U.S. defense and intelligence agencies are eagerly investing in quantum technologies as they look to make the U.S. government more secure and better protected against threats to operations and security. For example, quantum technology will enable the optimized movement of troops for scheduled and on-demand global needs, as well as quantum radar that is undetectable and doesn’t expose itself to attack.
Optimization
Quantum computing is ideally suited for government-related complex optimization problems. These include creating optimized routes and schedules for snowplows, garbage pickup, emergency response and public transportation. Quantum computing can also enable major operations, such as helping the Federal Emergency Management Agency to efficiently allocate emergency resources to affected communities in the wake of a natural disaster or even predict with greater certainty where a disaster will occur to prevent its effects versus reactively responding to them.
Quantum computing is expected to greatly impact many scientific disciplines, including:
- Drug R&D and clinical trials. New drug development is already underway using artificial intelligence and computer simulations that can accurately visualize and predict effects on patients. When combined with quantum computing, development and clinical trials can be faster and cheaper without requiring trials on human volunteers.

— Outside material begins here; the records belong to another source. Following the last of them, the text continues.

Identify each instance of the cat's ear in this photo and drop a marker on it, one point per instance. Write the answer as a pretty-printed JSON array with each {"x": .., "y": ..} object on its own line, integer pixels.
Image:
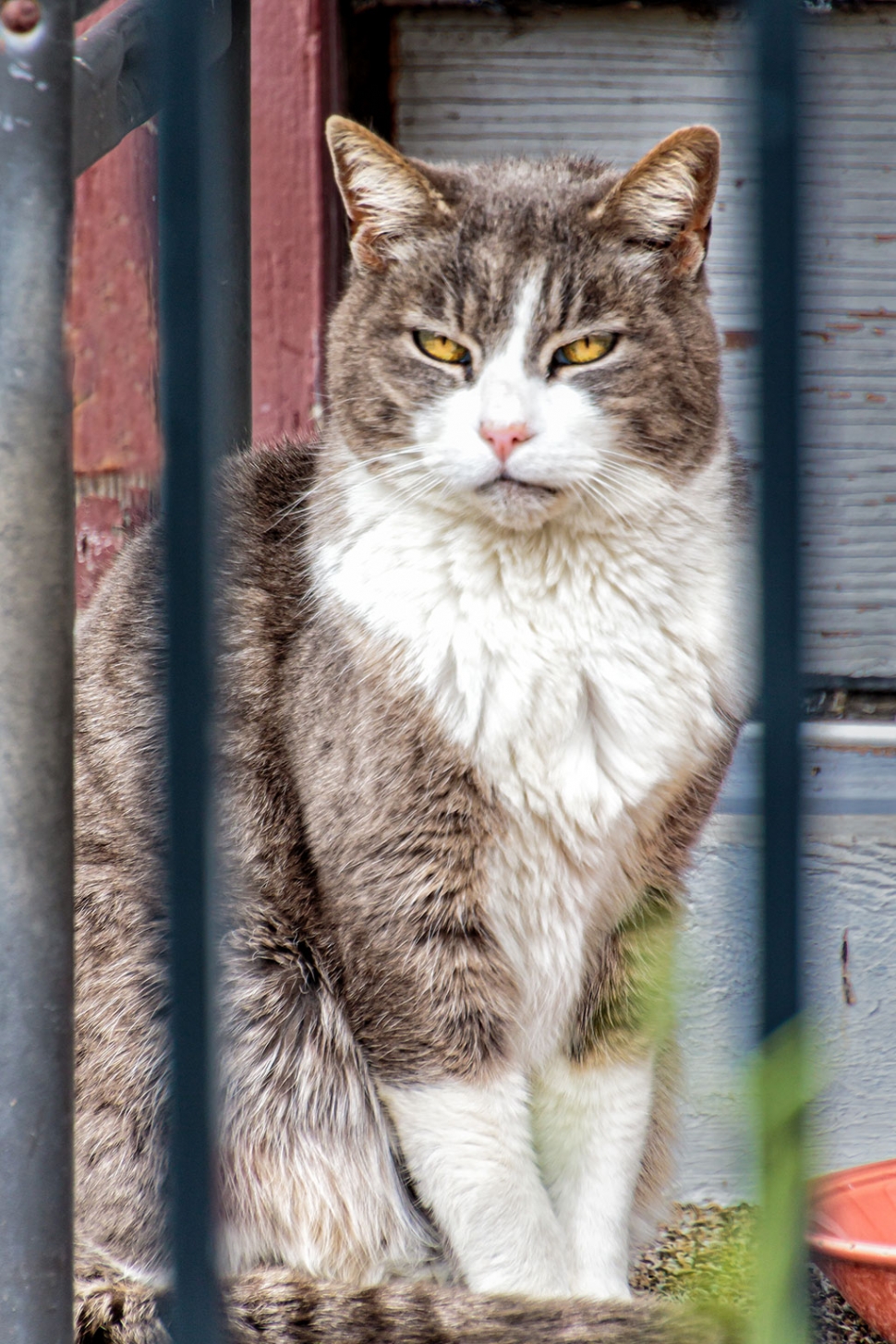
[
  {"x": 665, "y": 200},
  {"x": 389, "y": 200}
]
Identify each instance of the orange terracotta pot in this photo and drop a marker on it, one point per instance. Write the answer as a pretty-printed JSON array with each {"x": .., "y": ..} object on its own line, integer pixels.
[{"x": 852, "y": 1235}]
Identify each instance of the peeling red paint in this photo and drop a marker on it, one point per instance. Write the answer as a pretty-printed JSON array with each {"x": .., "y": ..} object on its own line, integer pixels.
[
  {"x": 295, "y": 230},
  {"x": 103, "y": 525},
  {"x": 110, "y": 328}
]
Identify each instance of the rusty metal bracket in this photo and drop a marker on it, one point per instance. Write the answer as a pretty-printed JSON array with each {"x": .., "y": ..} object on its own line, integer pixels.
[{"x": 117, "y": 82}]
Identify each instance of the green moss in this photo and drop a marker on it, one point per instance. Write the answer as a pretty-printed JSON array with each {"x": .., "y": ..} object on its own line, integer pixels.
[{"x": 706, "y": 1255}]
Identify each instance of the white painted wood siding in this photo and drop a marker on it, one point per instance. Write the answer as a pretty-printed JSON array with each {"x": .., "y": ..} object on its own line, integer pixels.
[{"x": 617, "y": 81}]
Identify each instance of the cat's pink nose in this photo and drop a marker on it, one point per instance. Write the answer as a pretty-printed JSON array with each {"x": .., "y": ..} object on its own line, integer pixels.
[{"x": 504, "y": 439}]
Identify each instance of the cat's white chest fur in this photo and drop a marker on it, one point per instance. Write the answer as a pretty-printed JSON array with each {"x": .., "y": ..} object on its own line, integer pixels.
[{"x": 579, "y": 670}]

- Environmental research and CO2 c Quantum computing’s ability to simulate chemical reactions is expected to surpass that of supercomputers. This will advance research in both carbon sequestration (removing carbon dioxide from the atmosphere) and direct air capture (capturing carbon dioxide in the air for removal or producing carbon-neutral fuel).
Conclusion
The U.S. cannot afford to fall behind its partners and adversaries in the exploration of new technologies that have widespread implications for government operations. But technology development alone will not be sufficient to take advantage of new capabilities nor overcome its threat. The nation must ensure that it develops a workforce capable of meeting these new challenges. Additionally, these new technologies must be adopted and integrated into government operations much more quickly. The commercial sector isn’t waiting for quantum computing to reach advantage, but the government still treats it as more of a curious research endeavor than a technology that should begin shifting to implementation.
Artificial intelligence has been around for decades, but only saw government implementation within the past 10 years due to the explosion of data and advanced computing capabilities. If we adopt this same “wait and see” attitude with quantum computing, I fear that we won’t know that we lost the race to quantum until it is too late. Recent government investment in quantum technologies is a great start, but we need to encourage the executive agencies to start on their path to quantum today. This is not a time when we can adopt the attitude of “being first to be second.” We must be first and to remain in that position.